[N.B. This was a comment that appeared for approval, and I was so taken with it, that I thought it would make a great post. Hope you agree. And, welcome to Erik and a huge thanks to you for taking the time to write]
by Erik H.
I’ve been waiting to find time to answer this post, now I finally have it. I can state, with great precision, the time and place that the prog gene became irrevocably encoded into my DNA (or awakened from dormancy, if you will): June 23, 1979, approximately 9 PM to midnight, Rupp Arena, Lexington, KY. I was a few days past my 15th birthday and had in my hands one of the presents I received – a ticket to see Yes in concert. They were touring in support of Tormato and on their 10th anniversary. The stage for the show would be ‘in the round’, a revolving stage at the center of the arena.
I knew very little about Yes at that time. In school, a month or so prior when the concert had been announced, some friends there had assured my I should go and that it would be worth it. I casually mentioned to some in my family that I would like to go, and it was taken as the hint it was, resulting in the ticket I later received.
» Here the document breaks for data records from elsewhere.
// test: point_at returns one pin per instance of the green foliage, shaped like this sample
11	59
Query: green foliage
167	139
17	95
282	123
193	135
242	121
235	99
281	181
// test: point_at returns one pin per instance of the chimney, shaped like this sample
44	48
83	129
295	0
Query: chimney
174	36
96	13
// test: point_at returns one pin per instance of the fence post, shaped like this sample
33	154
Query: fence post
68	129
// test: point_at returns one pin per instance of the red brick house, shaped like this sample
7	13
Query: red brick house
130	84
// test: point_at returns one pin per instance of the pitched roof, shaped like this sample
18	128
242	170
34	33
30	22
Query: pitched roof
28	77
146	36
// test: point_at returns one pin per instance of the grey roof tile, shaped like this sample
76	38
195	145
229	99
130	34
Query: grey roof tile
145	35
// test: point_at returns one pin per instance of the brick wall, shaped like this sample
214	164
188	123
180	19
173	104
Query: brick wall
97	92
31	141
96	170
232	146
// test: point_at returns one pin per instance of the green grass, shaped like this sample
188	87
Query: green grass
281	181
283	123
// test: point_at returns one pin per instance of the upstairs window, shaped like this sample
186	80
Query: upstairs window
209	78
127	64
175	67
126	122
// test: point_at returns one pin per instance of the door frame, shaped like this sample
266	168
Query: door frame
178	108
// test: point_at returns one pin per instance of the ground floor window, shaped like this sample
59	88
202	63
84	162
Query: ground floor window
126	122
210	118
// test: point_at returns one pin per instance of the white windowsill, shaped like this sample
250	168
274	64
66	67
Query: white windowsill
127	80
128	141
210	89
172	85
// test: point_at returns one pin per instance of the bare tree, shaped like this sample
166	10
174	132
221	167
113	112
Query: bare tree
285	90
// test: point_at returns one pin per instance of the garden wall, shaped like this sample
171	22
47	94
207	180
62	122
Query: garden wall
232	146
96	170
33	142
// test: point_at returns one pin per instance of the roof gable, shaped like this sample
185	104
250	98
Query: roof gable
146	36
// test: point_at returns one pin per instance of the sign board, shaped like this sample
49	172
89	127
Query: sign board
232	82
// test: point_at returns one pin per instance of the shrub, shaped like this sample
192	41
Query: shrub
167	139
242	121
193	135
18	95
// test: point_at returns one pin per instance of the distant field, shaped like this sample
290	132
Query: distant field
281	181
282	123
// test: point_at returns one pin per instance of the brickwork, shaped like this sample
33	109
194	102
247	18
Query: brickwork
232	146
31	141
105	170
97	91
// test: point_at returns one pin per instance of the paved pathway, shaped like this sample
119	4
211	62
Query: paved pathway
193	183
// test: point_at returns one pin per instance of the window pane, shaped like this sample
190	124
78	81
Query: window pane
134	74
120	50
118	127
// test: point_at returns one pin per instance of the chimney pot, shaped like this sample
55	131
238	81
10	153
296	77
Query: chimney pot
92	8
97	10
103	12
Still, I hadn’t really sought out to listen to any Yes prior to the night of the concert and knew very little of what we call ‘prog’. Unbeknownst to me, I actually had one prog album in my collection by then – ’2112′ by Rush, but I nevertheless did not know much about any genre of prog. I just knew I liked that album without wondering if there was more music like it.
So off to the concert I went that night, not having any huge expectations other than to enjoy myself and have a good time listening to a band play some music. You could say I got much more than I bargained for, in a good way – and in a life-changing way. Simply put, I was blown away. This wasn’t just a rock band, and this wasn’t just a rock concert I was witnessing, it was something completely on another plane. While I was unfamiliar with their catalog at the time, I clearly remember them playing ‘Future Times/Rejoice’, ‘Heart of the Sunrise’, a great acoustic guitar solo by Steve Howe, and the dreamy harp/organ section of ‘Awaken’. It was quite apparent that these guys were significantly more talented than most other rock musicians out there, and quite apparent that the guitar, bass, and keyboards were particularly unique relative to any other music I had ever heard. Thankfully, this would only be the first of six times I would have the pleasure of seeing Yes in concert.
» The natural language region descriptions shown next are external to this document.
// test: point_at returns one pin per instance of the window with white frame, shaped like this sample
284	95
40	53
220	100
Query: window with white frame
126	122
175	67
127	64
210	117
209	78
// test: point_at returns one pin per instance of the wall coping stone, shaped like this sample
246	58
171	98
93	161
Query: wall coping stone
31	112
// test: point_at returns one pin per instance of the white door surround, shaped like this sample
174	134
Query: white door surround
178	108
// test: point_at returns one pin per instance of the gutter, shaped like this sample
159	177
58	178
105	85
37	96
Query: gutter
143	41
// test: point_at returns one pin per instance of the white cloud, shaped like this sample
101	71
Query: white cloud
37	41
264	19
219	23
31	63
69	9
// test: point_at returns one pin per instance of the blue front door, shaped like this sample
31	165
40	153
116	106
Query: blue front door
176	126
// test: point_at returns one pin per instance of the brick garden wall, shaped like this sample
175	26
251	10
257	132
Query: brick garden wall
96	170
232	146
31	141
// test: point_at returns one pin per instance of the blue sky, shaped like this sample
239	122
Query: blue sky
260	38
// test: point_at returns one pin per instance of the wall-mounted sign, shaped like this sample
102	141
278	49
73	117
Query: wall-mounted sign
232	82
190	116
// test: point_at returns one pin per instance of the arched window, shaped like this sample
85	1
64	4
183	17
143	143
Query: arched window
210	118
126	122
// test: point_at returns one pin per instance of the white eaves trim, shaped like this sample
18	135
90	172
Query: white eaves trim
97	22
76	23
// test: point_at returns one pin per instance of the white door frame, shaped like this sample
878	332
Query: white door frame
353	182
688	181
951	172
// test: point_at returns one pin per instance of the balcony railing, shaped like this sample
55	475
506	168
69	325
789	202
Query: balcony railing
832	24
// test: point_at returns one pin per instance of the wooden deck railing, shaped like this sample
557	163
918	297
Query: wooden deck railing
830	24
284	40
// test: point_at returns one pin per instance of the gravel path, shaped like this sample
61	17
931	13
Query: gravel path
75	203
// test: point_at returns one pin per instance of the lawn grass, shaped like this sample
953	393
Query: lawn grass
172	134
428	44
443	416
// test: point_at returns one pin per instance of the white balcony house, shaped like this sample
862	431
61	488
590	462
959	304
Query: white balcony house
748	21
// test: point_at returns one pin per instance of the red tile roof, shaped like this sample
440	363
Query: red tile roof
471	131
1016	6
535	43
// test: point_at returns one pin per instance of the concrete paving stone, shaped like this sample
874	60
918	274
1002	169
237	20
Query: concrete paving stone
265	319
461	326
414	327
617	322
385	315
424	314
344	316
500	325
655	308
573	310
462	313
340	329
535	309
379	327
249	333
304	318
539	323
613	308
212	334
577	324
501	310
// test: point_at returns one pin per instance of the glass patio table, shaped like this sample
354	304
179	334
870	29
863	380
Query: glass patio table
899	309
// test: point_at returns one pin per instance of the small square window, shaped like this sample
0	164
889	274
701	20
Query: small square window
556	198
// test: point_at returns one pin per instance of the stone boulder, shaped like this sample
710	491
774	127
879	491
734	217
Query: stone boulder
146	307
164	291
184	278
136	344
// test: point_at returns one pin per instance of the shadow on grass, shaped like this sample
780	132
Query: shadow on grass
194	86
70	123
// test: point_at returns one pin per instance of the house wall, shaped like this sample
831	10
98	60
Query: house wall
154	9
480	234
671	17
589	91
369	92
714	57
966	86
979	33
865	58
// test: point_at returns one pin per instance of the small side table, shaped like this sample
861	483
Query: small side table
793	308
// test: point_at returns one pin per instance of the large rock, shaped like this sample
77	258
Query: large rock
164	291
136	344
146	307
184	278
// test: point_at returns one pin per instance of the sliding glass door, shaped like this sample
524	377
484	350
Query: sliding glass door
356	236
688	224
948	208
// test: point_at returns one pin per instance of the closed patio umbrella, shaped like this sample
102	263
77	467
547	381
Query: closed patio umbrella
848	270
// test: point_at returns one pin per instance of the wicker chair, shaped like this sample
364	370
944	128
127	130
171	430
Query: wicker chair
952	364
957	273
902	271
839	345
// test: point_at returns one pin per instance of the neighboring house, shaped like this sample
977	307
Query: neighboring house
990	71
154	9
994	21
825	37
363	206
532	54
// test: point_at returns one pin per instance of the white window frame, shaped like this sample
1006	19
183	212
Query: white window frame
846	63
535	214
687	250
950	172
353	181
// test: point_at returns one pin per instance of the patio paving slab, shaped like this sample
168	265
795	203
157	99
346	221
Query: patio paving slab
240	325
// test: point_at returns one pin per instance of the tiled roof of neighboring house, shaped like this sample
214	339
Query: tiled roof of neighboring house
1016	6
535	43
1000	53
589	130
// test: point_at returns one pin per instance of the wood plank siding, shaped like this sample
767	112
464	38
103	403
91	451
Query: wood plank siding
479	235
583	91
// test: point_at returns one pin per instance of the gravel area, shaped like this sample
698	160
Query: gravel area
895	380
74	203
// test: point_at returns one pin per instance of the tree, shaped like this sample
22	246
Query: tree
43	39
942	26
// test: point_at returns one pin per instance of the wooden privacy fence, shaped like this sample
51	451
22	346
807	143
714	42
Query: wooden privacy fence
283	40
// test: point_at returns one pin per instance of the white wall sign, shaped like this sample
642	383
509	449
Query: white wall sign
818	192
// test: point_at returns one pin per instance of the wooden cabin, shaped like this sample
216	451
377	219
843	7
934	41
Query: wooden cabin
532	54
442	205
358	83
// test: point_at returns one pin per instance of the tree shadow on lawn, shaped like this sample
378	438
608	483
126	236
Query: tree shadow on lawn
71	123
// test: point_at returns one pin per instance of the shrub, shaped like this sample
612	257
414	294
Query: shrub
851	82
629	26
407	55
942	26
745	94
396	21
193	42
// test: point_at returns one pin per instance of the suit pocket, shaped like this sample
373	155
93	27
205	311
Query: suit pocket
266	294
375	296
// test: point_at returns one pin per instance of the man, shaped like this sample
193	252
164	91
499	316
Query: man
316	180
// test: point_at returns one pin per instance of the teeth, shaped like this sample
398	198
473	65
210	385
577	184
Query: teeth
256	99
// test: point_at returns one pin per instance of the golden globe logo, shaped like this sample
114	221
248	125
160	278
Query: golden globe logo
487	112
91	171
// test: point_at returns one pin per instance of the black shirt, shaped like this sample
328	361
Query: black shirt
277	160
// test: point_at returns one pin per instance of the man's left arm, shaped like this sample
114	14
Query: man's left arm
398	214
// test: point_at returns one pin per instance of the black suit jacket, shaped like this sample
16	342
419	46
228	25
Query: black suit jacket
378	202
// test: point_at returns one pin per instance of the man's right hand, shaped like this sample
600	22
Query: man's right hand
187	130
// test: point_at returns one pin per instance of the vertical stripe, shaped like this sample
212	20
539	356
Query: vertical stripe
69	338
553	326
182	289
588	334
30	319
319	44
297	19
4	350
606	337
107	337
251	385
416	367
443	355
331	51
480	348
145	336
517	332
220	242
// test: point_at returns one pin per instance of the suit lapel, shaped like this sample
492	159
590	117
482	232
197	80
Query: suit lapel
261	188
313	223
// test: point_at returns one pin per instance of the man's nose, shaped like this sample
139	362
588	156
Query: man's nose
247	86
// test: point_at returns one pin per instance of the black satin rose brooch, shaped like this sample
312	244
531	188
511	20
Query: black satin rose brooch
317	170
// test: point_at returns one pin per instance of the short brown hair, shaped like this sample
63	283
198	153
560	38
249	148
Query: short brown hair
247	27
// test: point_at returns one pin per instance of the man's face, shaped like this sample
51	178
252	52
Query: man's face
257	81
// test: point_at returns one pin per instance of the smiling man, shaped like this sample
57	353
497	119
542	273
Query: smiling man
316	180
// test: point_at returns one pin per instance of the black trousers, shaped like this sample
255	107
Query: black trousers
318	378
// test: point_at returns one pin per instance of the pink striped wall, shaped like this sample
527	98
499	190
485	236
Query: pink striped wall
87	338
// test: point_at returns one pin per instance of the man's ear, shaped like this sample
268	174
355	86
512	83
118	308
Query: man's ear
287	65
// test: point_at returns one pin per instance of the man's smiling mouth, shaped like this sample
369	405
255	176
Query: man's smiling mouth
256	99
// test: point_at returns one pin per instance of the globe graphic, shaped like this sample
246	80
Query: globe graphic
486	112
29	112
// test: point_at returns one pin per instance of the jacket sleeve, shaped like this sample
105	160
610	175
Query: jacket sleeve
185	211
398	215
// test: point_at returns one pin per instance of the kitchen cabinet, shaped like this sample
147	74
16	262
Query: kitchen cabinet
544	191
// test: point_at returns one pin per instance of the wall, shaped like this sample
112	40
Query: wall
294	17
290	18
Leaving Rupp Arena that night, I was not just impressed, but I was *hooked*. Within a year I had every album between ‘The Yes Album’ and ‘Tormato’, and was anxiously awaiting the release of Drama (although saddened that Anderson and Wakemen had left by then). But Drama impressed me quite a bit as well.
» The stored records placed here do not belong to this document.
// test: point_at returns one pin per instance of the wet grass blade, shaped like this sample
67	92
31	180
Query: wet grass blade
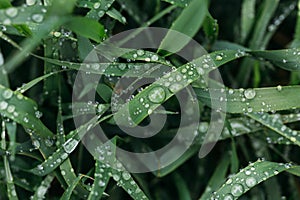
247	178
187	23
43	188
261	99
275	124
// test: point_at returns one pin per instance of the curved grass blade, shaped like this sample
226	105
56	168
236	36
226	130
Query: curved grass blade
61	154
288	59
247	18
113	13
11	190
256	99
23	15
43	188
87	28
67	194
275	124
22	110
217	178
187	23
180	3
101	180
249	177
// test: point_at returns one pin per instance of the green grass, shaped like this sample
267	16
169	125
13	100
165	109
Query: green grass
254	44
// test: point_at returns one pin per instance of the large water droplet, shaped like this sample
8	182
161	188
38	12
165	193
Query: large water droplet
237	190
11	12
126	176
251	181
37	18
101	183
7	94
249	93
30	2
3	105
70	145
228	197
157	94
97	5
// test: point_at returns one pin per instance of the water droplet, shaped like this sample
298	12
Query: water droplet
126	176
97	5
3	105
70	145
11	12
38	18
7	94
36	144
30	2
237	189
219	58
101	183
157	95
249	93
175	87
154	58
140	52
116	177
279	88
228	197
251	181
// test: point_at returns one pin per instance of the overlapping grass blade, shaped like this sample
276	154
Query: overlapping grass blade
249	177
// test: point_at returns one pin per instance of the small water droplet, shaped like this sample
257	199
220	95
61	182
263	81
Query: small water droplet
101	183
251	181
157	95
30	2
7	94
219	58
237	190
126	176
11	12
249	93
228	197
97	5
3	105
279	88
38	18
154	58
70	145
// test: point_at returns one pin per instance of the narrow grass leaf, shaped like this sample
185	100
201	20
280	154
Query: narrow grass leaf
43	188
247	178
87	28
187	23
275	124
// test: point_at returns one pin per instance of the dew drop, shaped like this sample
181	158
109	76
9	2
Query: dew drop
11	12
279	88
7	94
219	58
70	145
157	95
30	2
38	18
154	58
237	190
175	87
3	105
101	183
116	177
228	197
97	5
126	176
251	181
249	93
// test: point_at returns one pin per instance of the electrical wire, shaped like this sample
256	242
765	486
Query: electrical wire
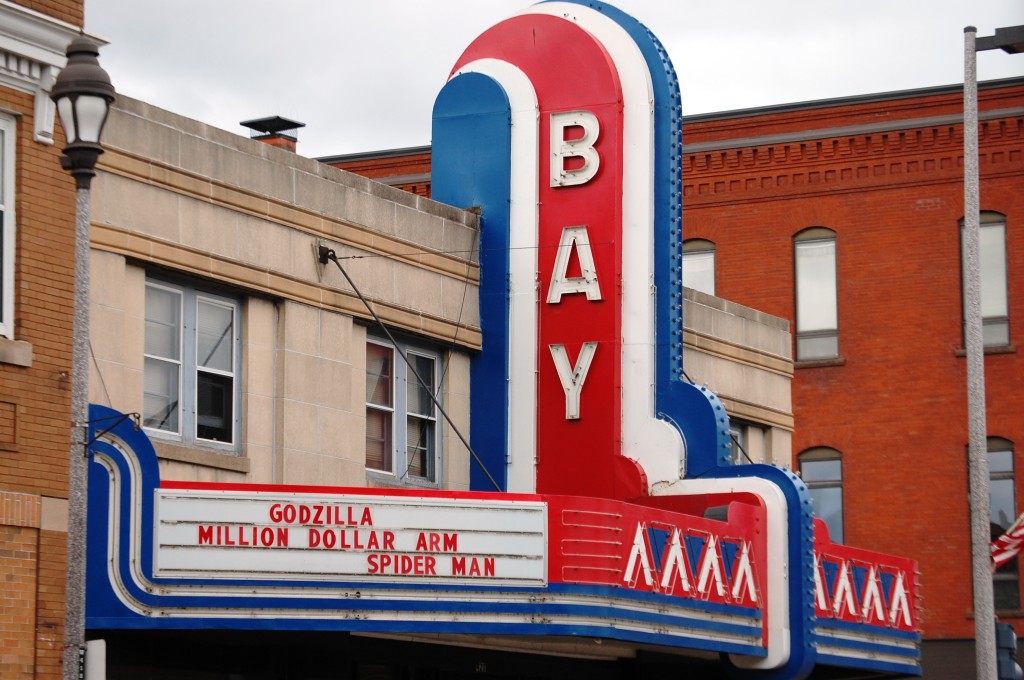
326	254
During the same period, I became familiar with some of the other popular progressive rock bands of the time, acquiring albums by Pink Floyd, Jethro Tull, ELP, and more Rush. As the years went by, my search for more progressive rock led me to some of the neo-prog bands of the 80′s and into the back catalog of other 70′s prog bands I had previously missed, such as Gabriel/Hacket-era Genesis, Rennaissance, various solo works, and so on. And in the last decade plus, thanks to the internet, I’ve run into the happy problem of discovering that there is more prog out there than I will ever be able to listen to in my lifetime.
There is plenty of other music that I like and have listened to over the years outside of prog. But prog is still unequivocally my first musical love and will remain so until the day I die, and I can trace it right back to the fateful Saturday night in Rupp Arena.